Personen, Situationen oder Orte werden wechselweise aus erinnernder Ich-Perspektive oder als Nacherzählung der vielfältigen Berichte, oft mit einem Wechsel in eine personale Erzählweise und fiktiven Ergänzungen dargestellt. So schildert der Erzähler z.B. das, was er selbst dachte, als Herschel Schtamm sein Leben aufs Spiel setzt, indem er den im Zug sitzenden Deportierten die Nachricht vom raschen Vorrücken der Russen überbringt: „... ich weiß nicht warum, aber denke in diesem Augenblick an Chana [seine tote Frau]“ [1] Auch erzählt er von seinen Recherchen, die er zu diesem Roman angestellt hat[2]. Zudem stellt er dem Leser zwei verschiedene Enden zur Verfügung, weil ihm die Wahrheit, vor allem im Kontext seiner Geschichte, nicht gefällt.
Handlung
In dem Roman „Jakob der Lügner“ schildert Jurek Becker das Leben der Juden in einem Ghetto, während der letzten Wochen vor seiner Räumung. Jakob Heym, die Hauptfigur, erfährt durch Zufall in einem Polizeirevier der Deutschen aus dem Radio, dass die Rote Armee bereits bis kurz vor die Stadt Bezanika unweit des Ghettos vorgerückt ist.
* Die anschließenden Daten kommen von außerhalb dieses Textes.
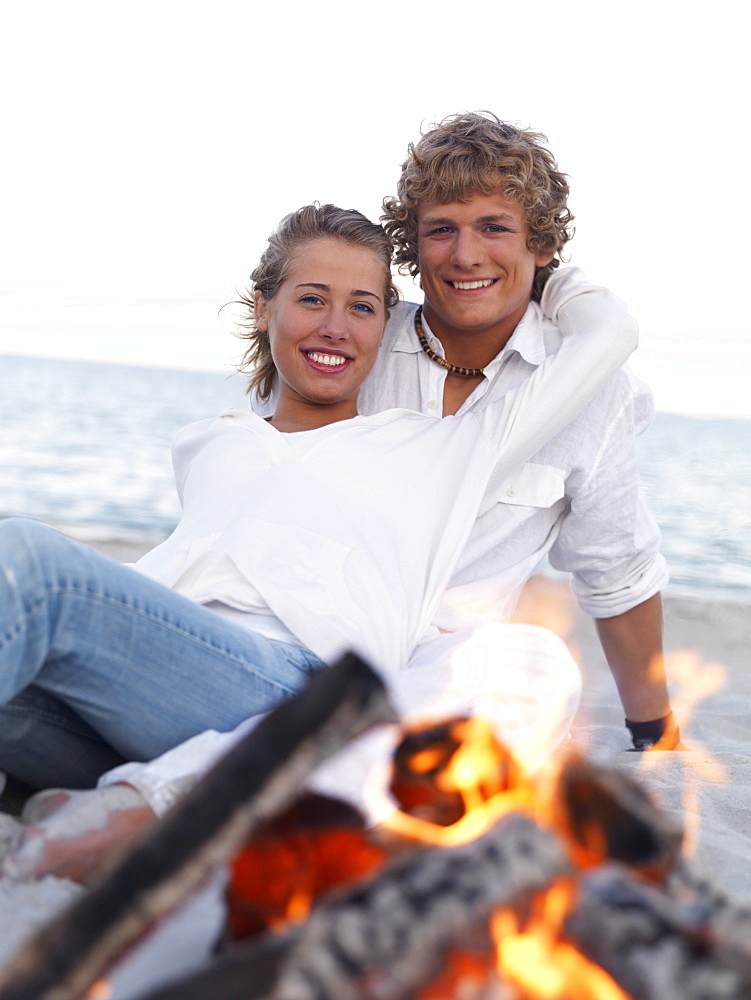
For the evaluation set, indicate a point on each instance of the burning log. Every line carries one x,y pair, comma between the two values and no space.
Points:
653,944
605,815
252,783
388,937
314,846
Jakob arbeitet zusammen mit einigen anderen Ghetto-Bewohnern auf einem Güterbahnhof. Als sein Arbeitskollege Mischa wegen des Hungers Kartoffeln stehlen will, die in einem Container auf dem Bahnhof gelagert sind, versucht Jakob ihn abzuhalten, da ihm bewusst ist, dass Mischa entdeckt werden würde. Zunächst versucht Jakob Mischa die Wahrheit zu erzählen, doch er schenkt Jakob keine Aufmerksamkeit und bleibt entschlossen, die Kartoffeln zu stehlen. Im letzten Moment stoppt Jakob ihn mit der Lüge, er besäße ein Radio. Diese Lüge glaubt Mischa und er sieht vom Diebstahl der Kartoffeln ab.
Die Lüge verbreitet sich
Obwohl Jakob mit dieser Notlüge wahrscheinlich das Leben seines Freundes gerettet hat, geht er dadurch zugleich ein unabsehbares Risiko ein, denn der Besitz eines Radios ist den Juden im Ghetto bei Todesstrafe verboten. Mischa kann die Neuigkeit nicht für sich behalten. Schon am Vormittag verbreitet sich die Nachricht unter den Arbeitern, sodass Jakob beim Mittagessen von Kowalski darauf angesprochen wird.
Mischa besucht in seiner Euphorie zudem seine Freundin Rosa, um ihr und ihrer Familie die gute Nachricht mitzuteilen. Um ihre skeptischen Eltern zu überzeugen, die durch die aussichtslose Lage im Ghetto in Lethargie verfallen sind, macht er Rosa einen Heiratsantrag und erzählt, Jakob besitze ein Radio und die Russen seien nicht allzu weit vom Ghetto entfernt. Die Nachricht verbreitet sich wie ein Lauffeuer. Jakob bemerkt welch große Hoffnung nunmehr von seiner Notlüge ausgeht, sodass er es nicht wagt die Lüge aufzuklären. Die Lüge um das Radio bringt ihm hingegen nicht nur Nachteile. Plötzlich ist er sehr beliebt im Ghetto und er hat bei der Arbeit stets einen kräftigen Kumpanen zur Seite stehen.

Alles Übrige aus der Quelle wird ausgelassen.